同じトランザクション内でアウトボックステーブルにメッセージを書き込みます。

sql

BEGIN TRANSACTION;
  -- Business update
  UPDATE accounts SET balance = balance - 100 WHERE id = 1;

  -- Outbox entry
  INSERT INTO outbox (id, payload, created_at)
  VALUES (uuid(), '{"event":"Debited","amount":100}', NOW());
COMMIT;

別のプロセスがアウトボックスをポーリングしてメッセージを発行します：

python

def publish_outbox():
    while True:
        events = db.query("SELECT * FROM outbox ORDER BY created_at LIMIT 100")
        for event in events:
            try:
                message_queue.publish(event.payload)
                db.execute("DELETE FROM outbox WHERE id = ?", event.id)
            except PublishError:
                pass  # Retry next iteration
        sleep(100ms)

CDC（変更データキャプチャ）の代替

Database transaction log → CDC → Message queue

Example: Debezium
  Reads MySQL binlog
  Publishes to Kafka

No polling, lower latency
Guaranteed ordering

XAトランザクション

標準インターフェース

XA: eXtended Architecture (X/Open standard)

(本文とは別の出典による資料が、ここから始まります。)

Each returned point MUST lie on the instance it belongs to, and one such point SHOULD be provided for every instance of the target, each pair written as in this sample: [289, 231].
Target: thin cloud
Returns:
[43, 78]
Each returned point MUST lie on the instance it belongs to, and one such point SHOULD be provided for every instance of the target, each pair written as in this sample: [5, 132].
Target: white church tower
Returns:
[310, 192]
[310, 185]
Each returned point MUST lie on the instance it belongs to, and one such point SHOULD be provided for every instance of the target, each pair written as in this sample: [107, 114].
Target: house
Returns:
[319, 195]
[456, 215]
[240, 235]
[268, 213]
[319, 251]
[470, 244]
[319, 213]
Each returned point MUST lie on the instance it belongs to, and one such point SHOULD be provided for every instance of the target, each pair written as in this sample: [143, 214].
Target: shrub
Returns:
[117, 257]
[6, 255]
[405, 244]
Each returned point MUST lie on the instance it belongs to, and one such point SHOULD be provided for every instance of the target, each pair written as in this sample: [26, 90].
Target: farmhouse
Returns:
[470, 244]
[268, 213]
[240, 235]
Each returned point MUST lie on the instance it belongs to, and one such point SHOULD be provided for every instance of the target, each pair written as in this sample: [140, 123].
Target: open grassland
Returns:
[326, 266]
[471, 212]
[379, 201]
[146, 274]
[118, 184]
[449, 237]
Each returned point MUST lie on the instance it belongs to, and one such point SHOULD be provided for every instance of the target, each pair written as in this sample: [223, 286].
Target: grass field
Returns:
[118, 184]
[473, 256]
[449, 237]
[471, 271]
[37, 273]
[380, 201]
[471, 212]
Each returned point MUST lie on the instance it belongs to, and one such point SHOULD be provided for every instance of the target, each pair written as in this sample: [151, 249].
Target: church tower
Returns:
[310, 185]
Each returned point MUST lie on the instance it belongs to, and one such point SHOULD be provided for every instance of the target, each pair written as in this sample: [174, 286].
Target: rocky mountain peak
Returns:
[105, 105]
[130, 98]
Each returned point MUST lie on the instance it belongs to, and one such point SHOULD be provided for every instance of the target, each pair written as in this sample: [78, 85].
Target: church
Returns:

Coordinator: Transaction Manager
Participants: Resource Managers (databases, queues)

Interface:
  xa_start()    - Begin transaction
  xa_end()      - End transaction branch
  xa_prepare()  - Prepare to commit
  xa_commit()   - Commit
  xa_rollback() - Rollback

Javaの例（JTA）

java

// Get XA resources
UserTransaction tx = (UserTransaction) ctx.lookup("java:comp/UserTransaction");

try {
    tx.begin();

    // Operation on database 1
    Connection conn1 = dataSource1.getConnection();
    conn1.prepareStatement("UPDATE accounts SET balance = balance - 100 WHERE id = 1")
         .executeUpdate();

    // Operation on database 2
    Connection conn2 = dataSource2.getConnection();
    conn2.prepareStatement("UPDATE accounts SET balance = balance + 100 WHERE id = 2")
         .executeUpdate();

    tx.commit();  // 2PC happens here
} catch (Exception e) {
    tx.rollback();
}

制限

- Performance overhead (prepare phase, logging)
- Blocking (resources locked during 2PC)
- Homogeneous participants (all must support XA)
- Not widely supported in modern systems

分散トランザクションの回避

回避のための設計

1. Single database per service
   No cross-database transactions needed

2. Eventual consistency with idempotency
   Accept that operations complete asynchronously

3. Aggregate boundaries
   All related data in one partition

4. Command Query Responsibility Segregation (CQRS)
   Separate read and write models

冪等操作

Instead of distributed transaction:

1. Assign unique ID to operation
2. Store ID with each change
3. On retry, check if ID already processed

No coordination needed
Each service handles idempotency locally

リザベーションパターン

Instead of: Debit A, Credit B (distributed)

Use:
  1. Create pending transfer record
  2. Reserve funds from A (mark as held)
  3. Credit B
  4. Complete transfer (release hold from A)

Each step is local
Failures leave system in recoverable state

比較

アプローチ	一貫性	レイテンシ	複雑さ	ユースケース
2PC	強い	高い	中	データベース
3PC	強い	より高い	高い	クリティカルシステム
Saga	結果整合	低い	高い	マイクロサービス
アウトボックス	結果整合	低い	中	イベント駆動
回避	結果整合	最も低い	低い	ほとんどのシステム

2PCの障害シナリオ

障害シナリオ

Scenario 1: Coordinator crash after PREPARE, before COMMIT
  - Participants voted YES, holding row locks, wrote PREPARED to WAL
  - Coordinator is DOWN — decision log empty or incomplete
  - Participants are "in-doubt": can't commit (others may have voted NO),
    can't abort (coordinator may have decided COMMIT)
  - Locked rows unavailable until coordinator recovers and replays log

Scenario 2: Participant crash after PREPARE
  - Coordinator waits for vote with timeout → timeout expires → ABORT
  - Sends ABORT to other participants → they release locks
  - On recovery: crashed participant checks WAL. No PREPARED? Implicit abort.
    Has PREPARED? Asks coordinator for decision.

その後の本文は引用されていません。